Crescono le segnalazioni di raggiri su WhatsApp che colpiscono anche le aziende con sofisticate frodi. Come difendersi
L’applicazione di messaggistica più diffusa in Italia, WhatsApp, continua a registrare una crescita esponenziale con oltre 2 miliardi di utenti attivi a livello globale. La piattaforma, diventata ormai uno strumento imprescindibile per comunicare, è però sempre più al centro di sofisticate campagne di truffa online che mettono a rischio la sicurezza degli utenti italiani.
Tra le più recenti e insidiose, spicca una frode che sfrutta il nome di YouTube, ma anche la cosiddetta truffa del CEO o CEO Fraud, che colpisce principalmente le piccole e medie imprese italiane con richieste di bonifici fraudolenti.
La truffa WhatsApp legata a YouTube: come funziona e perché è pericolosa
La nuova truffa che sta allarmando gli utenti italiani di WhatsApp prende di mira la fiducia riposta nel noto portale di video sharing YouTube, una piattaforma che, dal suo lancio nel 2005 e dopo l’acquisizione da parte di Google nel 2006, conta oggi miliardi di utenti in tutto il mondo. I truffatori si presentano come partner ufficiali di YouTube e propongono alle vittime la possibilità di guadagnare facilmente svolgendo piccoli compiti sul sito, come mettere “like” o commentare alcuni video.

Questa tecnica di inganno prevede l’invio di pagamenti veri, di modesta entità, per far abbassare la guardia alle vittime. Successivamente, i truffatori richiedono un bonifico più consistente promettendo di restituirlo moltiplicato, ma in realtà la somma inviata sparisce senza possibilità di recupero. L’efficacia di questa frode risiede nella capacità di sfruttare la popolarità e la credibilità di YouTube, rendendo difficile per l’utente medio riconoscere il raggiro.

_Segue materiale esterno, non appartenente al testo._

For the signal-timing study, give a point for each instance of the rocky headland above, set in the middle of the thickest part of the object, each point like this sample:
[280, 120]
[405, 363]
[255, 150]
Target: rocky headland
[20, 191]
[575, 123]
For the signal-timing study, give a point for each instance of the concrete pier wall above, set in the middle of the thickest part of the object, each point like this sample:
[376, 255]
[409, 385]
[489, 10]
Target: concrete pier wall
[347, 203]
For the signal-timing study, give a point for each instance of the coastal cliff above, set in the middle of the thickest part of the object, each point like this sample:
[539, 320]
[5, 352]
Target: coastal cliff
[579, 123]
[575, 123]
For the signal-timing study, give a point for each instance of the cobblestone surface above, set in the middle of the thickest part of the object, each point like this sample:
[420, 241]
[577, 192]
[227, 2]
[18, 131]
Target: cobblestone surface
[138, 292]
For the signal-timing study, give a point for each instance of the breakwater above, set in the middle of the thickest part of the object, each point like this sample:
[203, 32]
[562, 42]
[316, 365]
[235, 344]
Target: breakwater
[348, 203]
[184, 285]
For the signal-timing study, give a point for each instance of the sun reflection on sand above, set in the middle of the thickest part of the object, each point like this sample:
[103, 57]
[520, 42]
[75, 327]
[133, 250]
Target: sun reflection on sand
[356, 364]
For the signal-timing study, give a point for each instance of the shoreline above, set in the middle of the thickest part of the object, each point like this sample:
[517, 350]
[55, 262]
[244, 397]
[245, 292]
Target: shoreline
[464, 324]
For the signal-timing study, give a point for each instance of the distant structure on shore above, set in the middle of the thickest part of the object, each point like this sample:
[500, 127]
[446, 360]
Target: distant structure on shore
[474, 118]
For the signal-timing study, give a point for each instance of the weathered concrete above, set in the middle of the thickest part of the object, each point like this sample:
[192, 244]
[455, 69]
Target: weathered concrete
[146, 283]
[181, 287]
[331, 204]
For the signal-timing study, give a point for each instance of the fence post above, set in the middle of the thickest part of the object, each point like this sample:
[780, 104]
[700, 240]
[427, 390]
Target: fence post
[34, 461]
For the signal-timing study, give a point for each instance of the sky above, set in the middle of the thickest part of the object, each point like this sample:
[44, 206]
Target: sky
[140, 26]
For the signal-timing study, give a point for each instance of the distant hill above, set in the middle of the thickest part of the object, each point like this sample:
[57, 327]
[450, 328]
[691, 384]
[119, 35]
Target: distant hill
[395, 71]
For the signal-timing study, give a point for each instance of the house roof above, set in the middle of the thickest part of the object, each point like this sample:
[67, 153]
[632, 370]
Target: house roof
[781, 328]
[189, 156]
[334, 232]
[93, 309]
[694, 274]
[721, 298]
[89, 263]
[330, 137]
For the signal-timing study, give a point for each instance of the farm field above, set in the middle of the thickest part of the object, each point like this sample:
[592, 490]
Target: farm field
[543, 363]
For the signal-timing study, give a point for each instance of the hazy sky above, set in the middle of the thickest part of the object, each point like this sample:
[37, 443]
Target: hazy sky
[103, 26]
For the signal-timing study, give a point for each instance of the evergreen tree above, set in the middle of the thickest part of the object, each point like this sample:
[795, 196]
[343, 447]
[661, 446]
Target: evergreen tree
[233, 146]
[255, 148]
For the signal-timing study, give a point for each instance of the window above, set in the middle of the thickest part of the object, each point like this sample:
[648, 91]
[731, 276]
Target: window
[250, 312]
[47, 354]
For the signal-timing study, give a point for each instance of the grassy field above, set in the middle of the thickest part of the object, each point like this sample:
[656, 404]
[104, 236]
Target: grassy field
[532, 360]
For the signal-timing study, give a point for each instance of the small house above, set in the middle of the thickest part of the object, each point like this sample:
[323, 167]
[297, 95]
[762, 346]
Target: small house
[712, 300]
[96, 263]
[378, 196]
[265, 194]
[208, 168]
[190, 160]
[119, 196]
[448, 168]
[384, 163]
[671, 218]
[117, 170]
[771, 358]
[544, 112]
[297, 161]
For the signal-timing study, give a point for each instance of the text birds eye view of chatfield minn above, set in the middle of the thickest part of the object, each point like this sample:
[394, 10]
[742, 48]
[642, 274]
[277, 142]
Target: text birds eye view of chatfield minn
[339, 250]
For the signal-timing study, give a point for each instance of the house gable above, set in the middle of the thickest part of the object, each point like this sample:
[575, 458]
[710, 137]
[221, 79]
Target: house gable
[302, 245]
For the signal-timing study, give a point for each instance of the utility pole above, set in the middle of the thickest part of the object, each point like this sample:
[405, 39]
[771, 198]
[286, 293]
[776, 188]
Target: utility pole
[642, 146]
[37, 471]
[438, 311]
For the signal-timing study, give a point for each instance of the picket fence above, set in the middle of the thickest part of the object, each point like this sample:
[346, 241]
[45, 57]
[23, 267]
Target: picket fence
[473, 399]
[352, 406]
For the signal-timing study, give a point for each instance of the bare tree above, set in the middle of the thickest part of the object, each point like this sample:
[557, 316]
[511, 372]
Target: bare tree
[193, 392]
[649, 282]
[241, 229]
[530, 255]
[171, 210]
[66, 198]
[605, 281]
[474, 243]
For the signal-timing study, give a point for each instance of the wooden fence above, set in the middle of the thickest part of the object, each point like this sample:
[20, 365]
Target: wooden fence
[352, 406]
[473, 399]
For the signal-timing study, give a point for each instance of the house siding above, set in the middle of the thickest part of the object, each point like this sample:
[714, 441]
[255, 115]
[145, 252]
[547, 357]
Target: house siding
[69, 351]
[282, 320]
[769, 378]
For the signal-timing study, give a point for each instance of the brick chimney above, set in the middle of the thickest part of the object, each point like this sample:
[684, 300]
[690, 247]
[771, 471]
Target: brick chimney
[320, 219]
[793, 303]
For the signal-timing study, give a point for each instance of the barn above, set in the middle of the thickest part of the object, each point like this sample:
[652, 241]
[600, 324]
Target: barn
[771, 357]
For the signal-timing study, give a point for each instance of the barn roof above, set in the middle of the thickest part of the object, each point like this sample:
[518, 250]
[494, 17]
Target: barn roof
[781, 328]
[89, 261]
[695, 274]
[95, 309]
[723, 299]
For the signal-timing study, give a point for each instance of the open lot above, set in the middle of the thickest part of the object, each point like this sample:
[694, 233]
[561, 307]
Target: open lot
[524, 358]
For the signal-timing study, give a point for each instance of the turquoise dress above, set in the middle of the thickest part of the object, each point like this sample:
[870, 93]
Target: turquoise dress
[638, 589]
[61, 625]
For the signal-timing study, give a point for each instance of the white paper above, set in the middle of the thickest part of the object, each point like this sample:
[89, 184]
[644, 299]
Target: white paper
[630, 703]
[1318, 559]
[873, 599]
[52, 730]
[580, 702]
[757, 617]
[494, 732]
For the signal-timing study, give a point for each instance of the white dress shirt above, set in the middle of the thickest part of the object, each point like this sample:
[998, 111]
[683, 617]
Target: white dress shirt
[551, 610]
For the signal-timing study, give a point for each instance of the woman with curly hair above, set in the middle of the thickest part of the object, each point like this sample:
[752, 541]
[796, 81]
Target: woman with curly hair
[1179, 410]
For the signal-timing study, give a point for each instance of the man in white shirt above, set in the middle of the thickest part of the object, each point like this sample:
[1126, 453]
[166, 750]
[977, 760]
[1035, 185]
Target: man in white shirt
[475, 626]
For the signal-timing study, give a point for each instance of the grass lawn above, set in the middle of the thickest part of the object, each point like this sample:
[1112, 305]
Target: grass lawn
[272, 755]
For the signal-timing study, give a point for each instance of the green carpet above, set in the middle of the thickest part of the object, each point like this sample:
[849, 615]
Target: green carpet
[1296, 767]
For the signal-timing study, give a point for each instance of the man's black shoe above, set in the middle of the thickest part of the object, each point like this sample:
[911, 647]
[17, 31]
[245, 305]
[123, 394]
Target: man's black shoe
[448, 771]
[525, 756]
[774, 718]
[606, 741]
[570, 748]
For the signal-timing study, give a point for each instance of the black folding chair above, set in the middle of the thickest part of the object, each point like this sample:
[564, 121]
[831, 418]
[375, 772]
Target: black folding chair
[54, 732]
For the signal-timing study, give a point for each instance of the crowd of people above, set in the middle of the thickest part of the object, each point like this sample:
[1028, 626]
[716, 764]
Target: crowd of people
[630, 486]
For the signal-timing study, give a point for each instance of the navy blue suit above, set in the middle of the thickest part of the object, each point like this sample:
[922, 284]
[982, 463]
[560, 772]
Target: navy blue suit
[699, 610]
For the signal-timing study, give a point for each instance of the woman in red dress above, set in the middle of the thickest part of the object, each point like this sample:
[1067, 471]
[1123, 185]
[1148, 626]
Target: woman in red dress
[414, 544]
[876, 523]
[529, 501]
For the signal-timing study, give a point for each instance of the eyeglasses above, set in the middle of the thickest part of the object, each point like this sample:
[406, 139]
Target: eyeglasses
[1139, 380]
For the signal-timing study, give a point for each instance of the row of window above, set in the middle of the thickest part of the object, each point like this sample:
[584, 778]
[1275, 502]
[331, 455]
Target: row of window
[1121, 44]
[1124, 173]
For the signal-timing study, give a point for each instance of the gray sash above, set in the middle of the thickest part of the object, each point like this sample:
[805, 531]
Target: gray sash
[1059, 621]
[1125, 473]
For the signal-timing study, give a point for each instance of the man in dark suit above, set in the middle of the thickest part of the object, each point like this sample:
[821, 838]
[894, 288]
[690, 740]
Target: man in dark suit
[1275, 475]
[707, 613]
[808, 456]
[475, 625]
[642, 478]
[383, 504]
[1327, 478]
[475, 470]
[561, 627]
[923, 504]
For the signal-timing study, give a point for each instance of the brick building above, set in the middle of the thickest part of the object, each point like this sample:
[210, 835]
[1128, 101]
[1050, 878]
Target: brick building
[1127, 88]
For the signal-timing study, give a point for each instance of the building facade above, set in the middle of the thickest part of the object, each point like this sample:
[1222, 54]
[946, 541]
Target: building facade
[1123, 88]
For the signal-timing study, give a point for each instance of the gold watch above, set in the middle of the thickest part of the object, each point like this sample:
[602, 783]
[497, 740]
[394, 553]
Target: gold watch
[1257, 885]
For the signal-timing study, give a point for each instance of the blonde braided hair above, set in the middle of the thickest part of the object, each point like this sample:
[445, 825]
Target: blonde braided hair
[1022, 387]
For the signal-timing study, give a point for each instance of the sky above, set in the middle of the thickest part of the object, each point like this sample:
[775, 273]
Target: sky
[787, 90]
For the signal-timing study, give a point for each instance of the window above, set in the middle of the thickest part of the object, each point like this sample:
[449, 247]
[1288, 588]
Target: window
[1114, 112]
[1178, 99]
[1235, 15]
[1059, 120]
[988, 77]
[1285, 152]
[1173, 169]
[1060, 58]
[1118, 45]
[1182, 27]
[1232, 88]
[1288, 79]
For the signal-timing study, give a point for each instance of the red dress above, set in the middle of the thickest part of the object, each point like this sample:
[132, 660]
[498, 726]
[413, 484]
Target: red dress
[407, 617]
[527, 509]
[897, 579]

Parallelamente, un’altra minaccia di rilievo per il tessuto produttivo italiano è la cosiddetta truffa del CEO, un attacco informatico molto sofisticato e mirato, noto anche come Business Email Compromise (BEC). Questa frode prende di mira principalmente le piccole e medie imprese e ha subito un’impennata durante il periodo della pandemia, con l’aumento del telelavoro.
Il meccanismo è semplice ma estremamente efficace: l’hacker prende il controllo dell’indirizzo email del CEO o dell’amministratore delegato di un’azienda e invia una richiesta urgente al reparto amministrativo per effettuare un bonifico. Il messaggio è solitamente molto persuasivo, scritto con un tono autorevole e urgente, e richiede la massima riservatezza per non compromettere una presunta trattativa riservata.
Un recente caso in Lombardia ha visto un’azienda mantovana sfiorare una grave perdita finanziaria a causa di questa truffa. Il direttore amministrativo ha ricevuto una mail apparentemente autentica, che chiedeva un versamento urgente da mantenere segreto. Solo grazie alla prudenza del dipendente e alla verifica telefonica con il vero CEO, è stato possibile evitare il danno economico.
Per contrastare efficacemente queste minacce è fondamentale adottare un approccio proattivo sia a livello personale che aziendale. Nel caso della truffa WhatsApp legata a YouTube, è importante diffidare da offerte di guadagni facili che richiedono investimenti anticipati o bonifici, soprattutto se accompagnati da messaggi non verificabili.
Nel contesto aziendale, la difesa dalla CEO Fraud passa attraverso alcune regole imprescindibili:
- Verifica telefonica obbligatoria per ogni richiesta di pagamento urgente proveniente da email aziendali, soprattutto se riguardano somme rilevanti.
- Formazione e sensibilizzazione continua del personale sulla sicurezza informatica, con particolare attenzione all’ingegneria sociale e alle tecniche di phishing.
- Collaborazione con aziende specializzate in cyber security per monitorare e mettere in sicurezza le infrastrutture digitali, in particolare i sistemi di posta elettronica.
- Implementazione di sistemi di autenticazione a più fattori per gli account email aziendali e monitoraggio costante degli accessi.